Kolkata an Essential Place for Building Pan Asian Connectivity

The Building Pan-Asian Connectivity Conference is being hosted by the U.S. Consulate General-Kolkata, the Center on American and Global Security at Indiana University, and the Observer Research Foundation.  A two-day event in Kolkata on March 10th-11th, the conference brings together business, academic, government, and civilian experts from the United States, India, and Southeast Asia to examine the opportunities and challenges as India and its neighbors take on greater roles in the region.

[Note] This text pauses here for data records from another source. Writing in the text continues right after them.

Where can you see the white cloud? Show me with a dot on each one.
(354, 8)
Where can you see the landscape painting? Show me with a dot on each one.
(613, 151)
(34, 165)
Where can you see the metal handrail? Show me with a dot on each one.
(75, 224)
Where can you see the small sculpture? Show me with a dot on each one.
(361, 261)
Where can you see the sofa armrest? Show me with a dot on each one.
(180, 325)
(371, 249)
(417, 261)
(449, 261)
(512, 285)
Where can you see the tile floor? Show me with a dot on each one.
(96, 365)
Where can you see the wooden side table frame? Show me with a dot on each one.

The U.S. Ambassador to India, Richard Verma, will address a Special Session on March 11th focusing on regional connectivity; viewing it as a place where the United States and India’s strategic and economic interests converge.  In his keynote address at the Inaugural Session on March 10th, Neil Kromash, Senior Advisor, U.S. Department of State, Bureau of South & Central Asia noted, “Promoting pan-Asian connectivity is an issue that has, and will continue to have a strong and enduring U.S. commitment, and where we see great opportunities for cooperation with the countries of the region.”  According to Dr. Sumit Ganguly, Director, Center on American and Global Security, Indiana University, “Kolkata, the financial hub of eastern India and known as the country’s intellectual and cultural capital, is a germane location for the event as a gateway to India’s eastern neighbors and an essential place of connectivity in the region.”

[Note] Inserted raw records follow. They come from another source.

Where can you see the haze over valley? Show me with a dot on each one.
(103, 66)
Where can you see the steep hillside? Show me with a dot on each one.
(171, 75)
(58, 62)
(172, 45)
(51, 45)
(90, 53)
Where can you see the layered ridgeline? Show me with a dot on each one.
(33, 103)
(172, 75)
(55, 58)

The purpose of the Building Pan-Asian Connectivity Conference is to highlight the most recent scholarship on South Asia’s ties to Southeast Asia and East Asia, thus identifying trans-regional issues in the domains of security, counter-terrorism, trade, and environmental affairs.  The security session will explore a range of security issues that impinge on India’s northeast especially as they pertain to the adjacent states such as Myanmar, Bangladesh and beyond. Scholars on this panel will deal with questions of regional insurgencies, human and drug trafficking, transnational terrorism and related matters.  The next session will deal with a range of trade related issues including questions of tariff and non-tariff barriers, regional connectivity that either facilitates or hobbles trade and the prospects of boosting regional trade links.  The environment session will deal with a plethora of issues that transcend India’s national boundaries and percolate into significant parts of Southeast Asia. These involve the sharing of river waters, environmental degradation, demographic shifts and invariably the effects of global climate change.

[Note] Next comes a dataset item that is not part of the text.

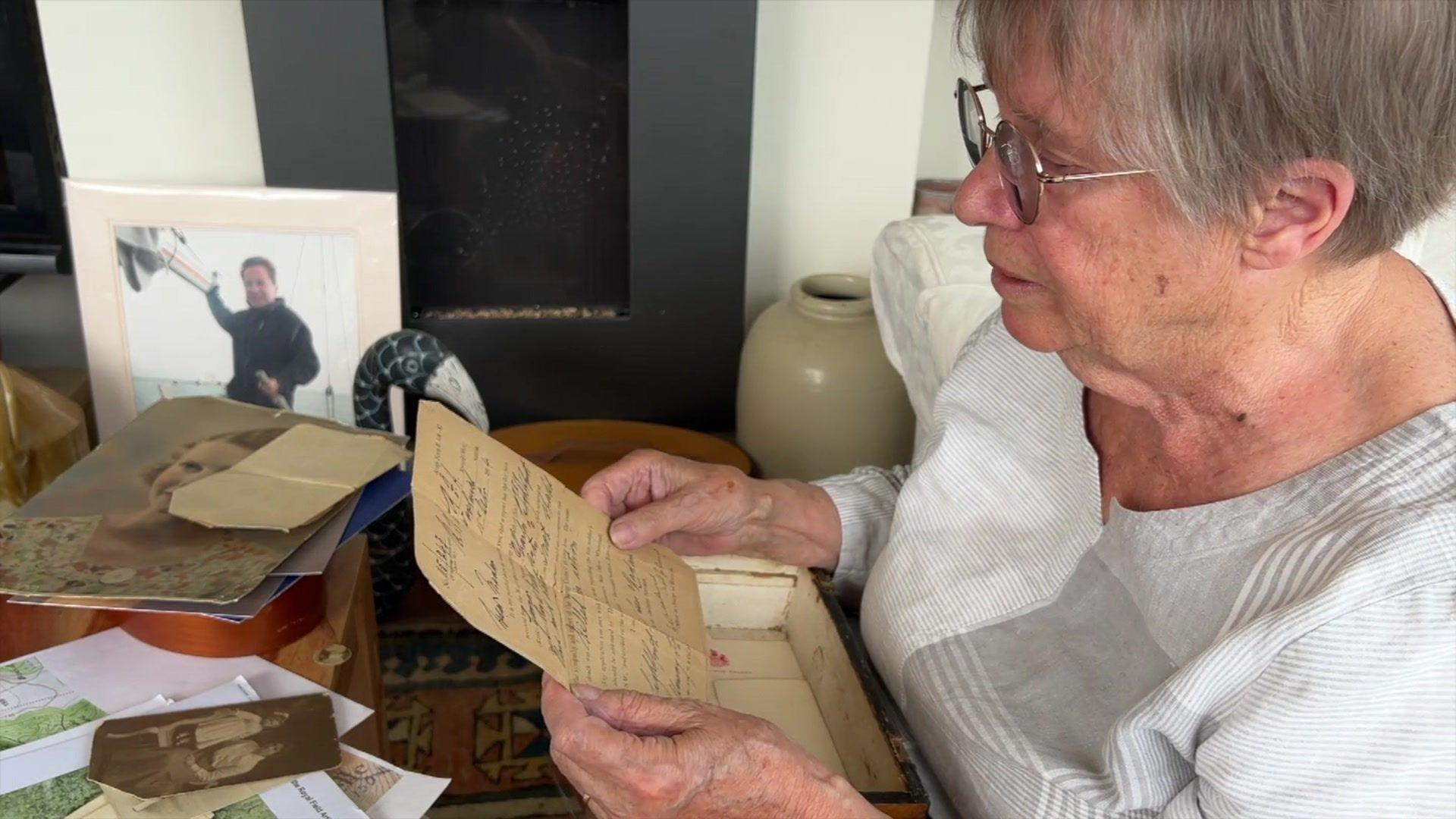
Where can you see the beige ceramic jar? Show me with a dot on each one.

The Building Pan Asian Connectivity Conference is generously supported by the U.S. Department of State.  It wasinitiated by U.S. Consulate General Kolkata with Public Affairs funding as part of the U.S. Mission in India’s strategic policy conference series, which started with the Maritime Security Conference in Chennai in June 2014 and includes the U.S.-India Relations Conference later this month in New Delhi.